НЕЧВОЛОДОВА. Тебе письма. С фронта письма. Есаул

Чернота привез.

СЛАЩЁВ (резко оживился). Каховка?? Она? (Берет письмо.)

НЕЧВОЛОДОВА. Да. Наступление провалилось. Красные

захватили семь английских танков.

СЛАЩЁВ. Так и знал! (Хлопает рукой по столу. Чашка

звенит.)

Нечволодова забирает со стола чашку.

Перебросят красные конницу Буденного в Каховку – наши

войска до Крыма добежать не успеют…

Нечволодова уходит. Слащёв опускает руку и роняет на пол

письмо.

Доктор что-то пишет.

СЛАЩЁВ. Доктор? Что вы там пишете?..

ДОКТОР. Фамилия интересная. Чернота! Может пригодиться.
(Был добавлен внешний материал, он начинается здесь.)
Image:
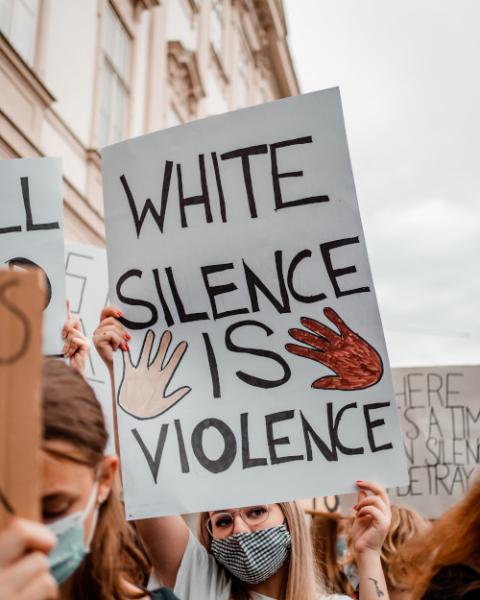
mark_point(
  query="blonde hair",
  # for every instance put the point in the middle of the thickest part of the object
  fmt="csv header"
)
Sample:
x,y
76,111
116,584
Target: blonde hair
x,y
301,582
325,529
406,526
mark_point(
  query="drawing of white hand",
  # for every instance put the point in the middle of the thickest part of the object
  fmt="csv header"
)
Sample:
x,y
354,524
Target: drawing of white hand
x,y
143,390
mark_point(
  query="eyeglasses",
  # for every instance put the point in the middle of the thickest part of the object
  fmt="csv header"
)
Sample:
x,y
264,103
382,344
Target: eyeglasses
x,y
221,524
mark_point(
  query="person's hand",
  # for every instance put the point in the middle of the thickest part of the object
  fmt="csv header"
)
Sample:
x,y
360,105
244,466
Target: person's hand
x,y
356,364
76,345
372,518
143,390
24,573
110,335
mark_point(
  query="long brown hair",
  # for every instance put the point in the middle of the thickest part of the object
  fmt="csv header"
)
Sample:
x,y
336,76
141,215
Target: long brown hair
x,y
72,413
452,540
324,530
301,581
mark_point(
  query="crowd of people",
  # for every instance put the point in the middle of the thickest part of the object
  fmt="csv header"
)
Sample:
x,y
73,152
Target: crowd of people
x,y
85,548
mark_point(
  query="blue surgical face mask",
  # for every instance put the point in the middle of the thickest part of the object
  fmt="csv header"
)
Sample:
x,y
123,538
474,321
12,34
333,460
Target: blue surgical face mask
x,y
71,548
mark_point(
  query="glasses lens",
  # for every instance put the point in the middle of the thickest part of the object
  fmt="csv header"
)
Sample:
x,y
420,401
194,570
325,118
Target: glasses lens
x,y
221,522
254,515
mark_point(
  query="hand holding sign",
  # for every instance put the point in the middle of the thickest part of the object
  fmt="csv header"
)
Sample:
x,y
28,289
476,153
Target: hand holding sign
x,y
356,364
76,344
142,392
372,518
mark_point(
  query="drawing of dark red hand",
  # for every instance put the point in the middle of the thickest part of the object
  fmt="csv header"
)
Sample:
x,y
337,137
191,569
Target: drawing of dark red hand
x,y
356,364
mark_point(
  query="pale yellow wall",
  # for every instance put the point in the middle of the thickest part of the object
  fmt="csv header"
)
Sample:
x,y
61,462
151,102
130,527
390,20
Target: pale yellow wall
x,y
51,107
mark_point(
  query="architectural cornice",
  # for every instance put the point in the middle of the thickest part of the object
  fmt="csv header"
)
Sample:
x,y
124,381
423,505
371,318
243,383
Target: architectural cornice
x,y
12,63
272,19
186,61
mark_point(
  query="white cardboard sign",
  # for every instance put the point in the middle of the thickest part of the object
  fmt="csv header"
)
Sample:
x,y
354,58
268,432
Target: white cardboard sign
x,y
31,233
87,289
257,370
440,416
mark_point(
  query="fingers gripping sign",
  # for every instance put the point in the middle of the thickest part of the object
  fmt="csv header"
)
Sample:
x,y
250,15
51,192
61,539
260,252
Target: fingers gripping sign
x,y
143,390
356,364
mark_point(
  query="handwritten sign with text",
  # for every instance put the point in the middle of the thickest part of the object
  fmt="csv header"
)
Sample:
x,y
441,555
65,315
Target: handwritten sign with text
x,y
31,233
440,416
87,289
258,370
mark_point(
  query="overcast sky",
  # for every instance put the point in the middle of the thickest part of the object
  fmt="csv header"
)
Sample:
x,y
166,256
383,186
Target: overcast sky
x,y
409,75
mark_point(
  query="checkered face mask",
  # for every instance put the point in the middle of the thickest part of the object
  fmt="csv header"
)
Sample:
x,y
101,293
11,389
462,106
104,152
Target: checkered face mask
x,y
254,556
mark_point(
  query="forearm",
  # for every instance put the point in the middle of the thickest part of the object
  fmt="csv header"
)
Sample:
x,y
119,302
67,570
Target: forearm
x,y
114,412
371,577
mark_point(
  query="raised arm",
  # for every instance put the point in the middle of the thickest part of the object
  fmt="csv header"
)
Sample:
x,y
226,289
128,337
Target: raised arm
x,y
371,524
165,538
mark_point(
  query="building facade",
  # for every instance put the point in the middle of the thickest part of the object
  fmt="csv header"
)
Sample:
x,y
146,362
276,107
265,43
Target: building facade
x,y
76,75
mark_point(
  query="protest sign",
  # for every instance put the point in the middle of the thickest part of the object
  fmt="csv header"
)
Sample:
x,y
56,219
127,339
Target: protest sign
x,y
87,289
257,371
31,233
440,416
21,305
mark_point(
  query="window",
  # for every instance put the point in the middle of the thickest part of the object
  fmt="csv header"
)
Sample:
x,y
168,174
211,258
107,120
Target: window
x,y
18,23
115,77
216,26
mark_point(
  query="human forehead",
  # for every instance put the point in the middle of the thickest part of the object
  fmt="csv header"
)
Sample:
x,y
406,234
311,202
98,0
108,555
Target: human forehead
x,y
59,474
238,508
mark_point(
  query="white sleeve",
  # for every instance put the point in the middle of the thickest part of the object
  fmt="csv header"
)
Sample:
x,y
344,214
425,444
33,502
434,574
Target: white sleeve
x,y
200,576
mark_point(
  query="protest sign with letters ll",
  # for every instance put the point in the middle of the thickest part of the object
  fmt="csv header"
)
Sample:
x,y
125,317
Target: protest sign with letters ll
x,y
257,371
440,417
87,290
21,304
31,233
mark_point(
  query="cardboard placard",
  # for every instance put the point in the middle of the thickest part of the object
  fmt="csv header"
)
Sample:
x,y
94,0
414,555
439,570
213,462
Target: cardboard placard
x,y
440,416
21,304
258,370
87,289
31,233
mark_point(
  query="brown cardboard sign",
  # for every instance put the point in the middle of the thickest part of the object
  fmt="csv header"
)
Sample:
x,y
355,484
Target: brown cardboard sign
x,y
21,305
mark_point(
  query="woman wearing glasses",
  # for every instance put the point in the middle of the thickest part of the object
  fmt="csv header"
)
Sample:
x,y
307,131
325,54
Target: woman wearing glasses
x,y
251,553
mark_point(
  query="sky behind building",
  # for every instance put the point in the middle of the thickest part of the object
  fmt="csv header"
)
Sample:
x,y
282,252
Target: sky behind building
x,y
409,75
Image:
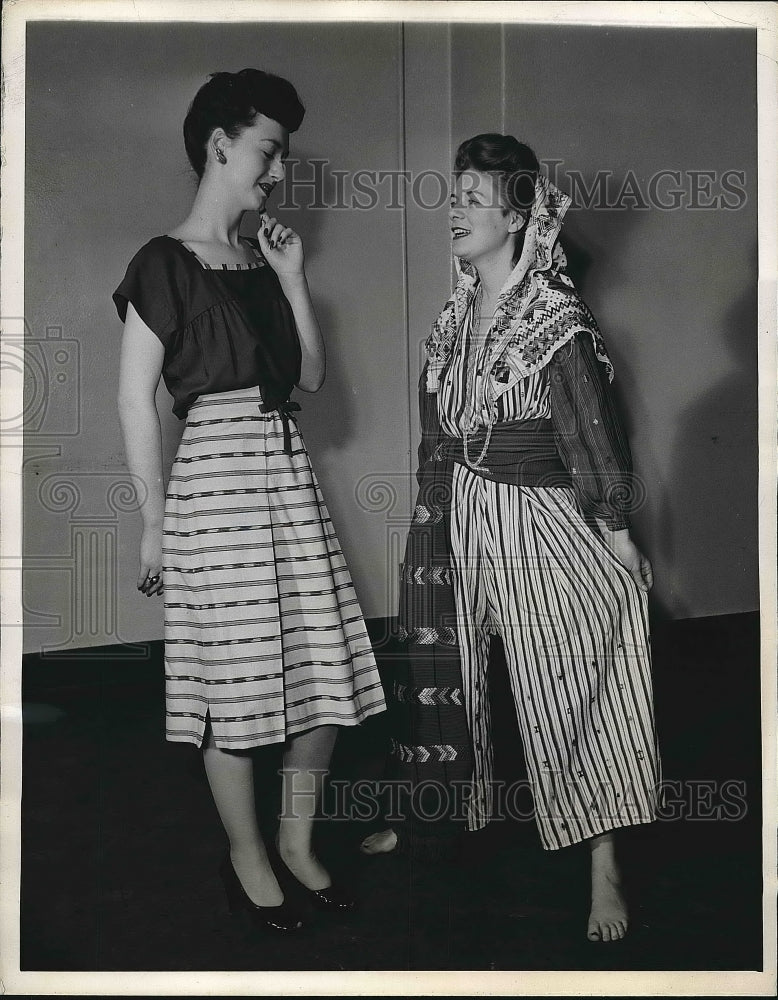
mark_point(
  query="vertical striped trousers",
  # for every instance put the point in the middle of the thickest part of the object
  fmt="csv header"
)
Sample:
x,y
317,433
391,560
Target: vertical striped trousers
x,y
574,626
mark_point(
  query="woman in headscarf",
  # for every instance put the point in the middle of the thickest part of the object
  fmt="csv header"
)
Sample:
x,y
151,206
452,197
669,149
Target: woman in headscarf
x,y
521,530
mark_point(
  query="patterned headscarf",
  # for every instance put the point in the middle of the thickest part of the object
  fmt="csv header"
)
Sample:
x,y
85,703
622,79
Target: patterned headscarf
x,y
538,309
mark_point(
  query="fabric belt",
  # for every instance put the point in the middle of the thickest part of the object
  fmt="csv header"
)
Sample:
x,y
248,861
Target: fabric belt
x,y
520,452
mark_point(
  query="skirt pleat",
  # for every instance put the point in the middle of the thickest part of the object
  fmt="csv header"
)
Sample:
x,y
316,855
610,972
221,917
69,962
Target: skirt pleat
x,y
264,635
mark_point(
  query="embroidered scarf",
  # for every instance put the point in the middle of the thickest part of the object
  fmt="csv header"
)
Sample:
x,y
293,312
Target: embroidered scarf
x,y
538,311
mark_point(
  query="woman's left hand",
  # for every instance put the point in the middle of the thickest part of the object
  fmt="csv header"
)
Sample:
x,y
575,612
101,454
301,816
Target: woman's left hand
x,y
633,559
281,247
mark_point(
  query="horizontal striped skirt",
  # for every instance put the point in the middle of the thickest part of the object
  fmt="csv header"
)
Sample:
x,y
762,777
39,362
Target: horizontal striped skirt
x,y
264,636
575,629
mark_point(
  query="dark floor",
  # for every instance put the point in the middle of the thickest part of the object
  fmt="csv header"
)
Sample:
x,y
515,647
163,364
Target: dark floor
x,y
121,842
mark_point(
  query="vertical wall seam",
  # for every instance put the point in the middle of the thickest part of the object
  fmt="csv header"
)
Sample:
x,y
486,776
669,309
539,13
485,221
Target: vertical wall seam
x,y
502,78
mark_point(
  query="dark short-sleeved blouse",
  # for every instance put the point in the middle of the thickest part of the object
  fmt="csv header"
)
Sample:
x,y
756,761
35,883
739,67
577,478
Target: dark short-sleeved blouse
x,y
222,328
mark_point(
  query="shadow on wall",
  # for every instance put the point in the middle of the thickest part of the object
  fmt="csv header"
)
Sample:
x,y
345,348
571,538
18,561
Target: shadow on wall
x,y
718,432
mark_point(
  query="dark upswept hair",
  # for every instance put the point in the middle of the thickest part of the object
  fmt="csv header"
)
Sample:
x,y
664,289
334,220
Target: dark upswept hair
x,y
232,101
513,162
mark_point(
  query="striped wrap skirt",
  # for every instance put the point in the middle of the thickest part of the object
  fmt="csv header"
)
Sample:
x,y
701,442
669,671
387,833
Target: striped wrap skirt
x,y
264,635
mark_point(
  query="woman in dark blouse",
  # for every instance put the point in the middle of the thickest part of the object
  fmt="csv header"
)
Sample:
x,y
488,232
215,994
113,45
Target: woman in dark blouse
x,y
521,529
264,638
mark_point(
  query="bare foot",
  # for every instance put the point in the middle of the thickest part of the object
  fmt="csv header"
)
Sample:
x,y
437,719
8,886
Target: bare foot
x,y
383,842
608,918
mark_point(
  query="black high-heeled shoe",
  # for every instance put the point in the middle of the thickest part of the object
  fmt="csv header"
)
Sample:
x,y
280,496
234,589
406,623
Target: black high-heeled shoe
x,y
334,897
281,919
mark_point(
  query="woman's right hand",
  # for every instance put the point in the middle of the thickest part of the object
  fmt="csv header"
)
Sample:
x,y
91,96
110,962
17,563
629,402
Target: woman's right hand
x,y
150,580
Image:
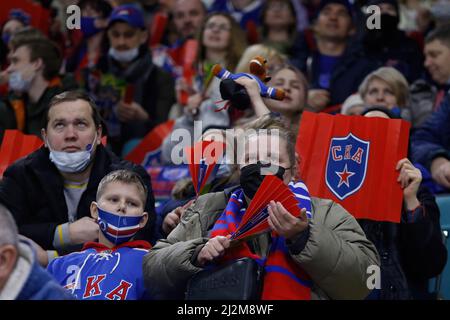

Для какого-нибудь рассказа…

- 79 -

СЛАЩЁВ. У Черноты есть ординарец. Звать «Люська».

ДОКТОР. Люська? Но это женское имя?

СЛАЩЁВ. Так она и есть баба! Люська!

ДОКТОР. У вас так принято – из жен ординарцев делать?

СЛАЩЁВ. Нет. Это на «добровольческой» основе…

ДОКТОР. У вас, Яков Александрович, сильнейшая

неврастения. Рекомендую санаторное лечение. Лучше за

границей. Швейцария. Воды.

СЛАЩЁВ. В заграничных банках на мое имя вкладов нет.

ДОКТОР. Тогда рекомендую вам побольше лежать. Смотрите

на море. Кушайте виноград. Воздух в Крыму

замечательный… Шесть лет непрерывной войны не могли не

сказаться на психике. Нервная система истощена… Если

война продлится еще год, на вас живого места не останется…

СЛАЩЁВ. Не продлится.

ДОКТОР. Мы победим?!

СЛАЩЁВ. Нет. На одного добровольца у большевиков

четыре-пять насильно мобилизованных крестьян. Особенно

преуспел Тухачевский. Расстрелы, взятие заложников,

продотряды…

ДОКТОР. Значит, и нам надо проводить насильственную

мобилизацию…

СЛАЩЁВ. У нас не получится.

ДОКТОР. Это почему же?

СЛАЩЁВ. Чтобы проводить насильственную мобилизацию,

мы должны что-то сказать… Населению… А нам сказать

нечего.

ДОКТОР. Святая борьба. Антибольшевизм.

СЛАЩЁВ. Антибольшевизм? Обречено. Наполеон был не

только военным деятелем. Он знал, что делать. А мы не

знаем… Как вас по батюшке?

ДОКТОР. Афанасьевич. Михаил Афанасьевич.

СЛАЩЁВ. Знаете что, Михаил Афанасьевич! Мы с вами еще

обязательно встретимся…

ДОКТОР. В эмиграции?

- 80 -

СЛАЩЁВ. Нет. В Москве. Например, в театре. На вас будет

костюм или фрак. Как у Вертинского. А на мне – эполЕты…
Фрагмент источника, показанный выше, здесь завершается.